Winter supervision risks that aren’t always obvious

Transportation: bulky coats and car seats

A common winter safety pitfall is placing a child in a car seat while wearing a puffy coat. NHTSA warns that bulk can create extra room in the harness, leading to a loose fit and increased injury risk in a crash; they recommend lightweight layers and warming blankets/coat-over-harness after buckling. 

This matters for parents and for staff who transport children (field trips, foster visits, childcare vans): a well-meaning warmth choice can create a safety hazard.

School closures and “gap supervision”

Snow days and delayed openings can increase unsupervised time, especially for older children expected to “manage themselves” while caregivers work. In Pennsylvania’s child protection framework, serious physical neglect includes a repeated, prolonged, or egregious failure to supervise appropriate to the child’s developmental age and abilities. 

Winter “neglect red flags”: patterns that deserve attention

In winter, concerns often surface as a pattern rather than a single event. Consider documenting objective details (what you observed, dates, temperatures/wind chill advisories if known, the child’s statements in their own words).

Examples of concerning winter patterns:

  • Repeated arrival in freezing weather without a coat/hat/gloves, or clothing consistently wet and unchanged
  • A child reporting that they stayed outside for long periods without access to warmth
  • Signs consistent with cold injury (numbness, pale/waxy skin, lethargy) coupled with caregiver indifference or refusal of medical evaluation
  • Children left without age-appropriate supervision during closures/extreme cold (especially when it results in dangerous outdoor exposure)

Pennsylvania law recognizes that some injuries or conditions may result from environmental hardships beyond a caregiver’s control, such as lack of adequate clothing, and are not automatically considered child abuse.
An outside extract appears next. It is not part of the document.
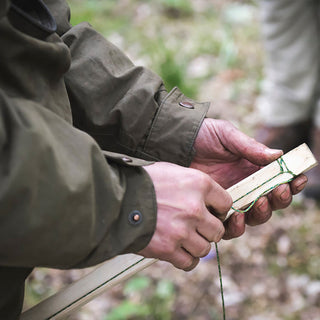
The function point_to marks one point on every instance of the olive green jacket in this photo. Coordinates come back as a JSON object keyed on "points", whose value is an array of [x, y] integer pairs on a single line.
{"points": [[72, 105]]}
Mandated reporters should not delay reporting while trying to apply this exclusion. Context matters—resource-related needs may call for supportive assistance, while repeated unsafe exposure, refusal of care, or disregard for safety may warrant a report.

Mandated report vs. supportive help

Pennsylvania’s DHS describes child abuse as including serious physical neglect, which includes:

  1. Repeated/prolonged/egregious failure to supervise, and/or
  2. failure to provide essentials for life (including food, shelter, or medical care). 

Winter-related scenarios that may meet this threshold include:

  • Dangerous, repeated exposure to extreme cold due to inadequate supervision
  • Refusal to seek care when a child shows signs of hypothermia/frostbite
  • A pattern of inadequate protection from the elements that endangers health

Supportive resources

If the concern appears driven primarily by resource constraints (e.g., no heat, no winter coat, unstable housing), and there is no indication of intentional harm or reckless disregard, immediate supportive resources may be lifesaving.

Appropriate interventions may include referral to coat closets, school-family resource centers, or local mutual aid organizations; assistance with utility or heating support and access to warming centers during extreme weather advisories; and transportation planning to promote safe routines and reliable backup contacts. Importantly, supportive intervention and mandated reporting are not mutually exclusive. Professionals may connect families to resources while also fulfilling reporting obligations when the legal threshold is met.

A mandated report can be made via ChildLine (1-800-932-0313), and mandated reporters may also report electronically through the Child Welfare Portal.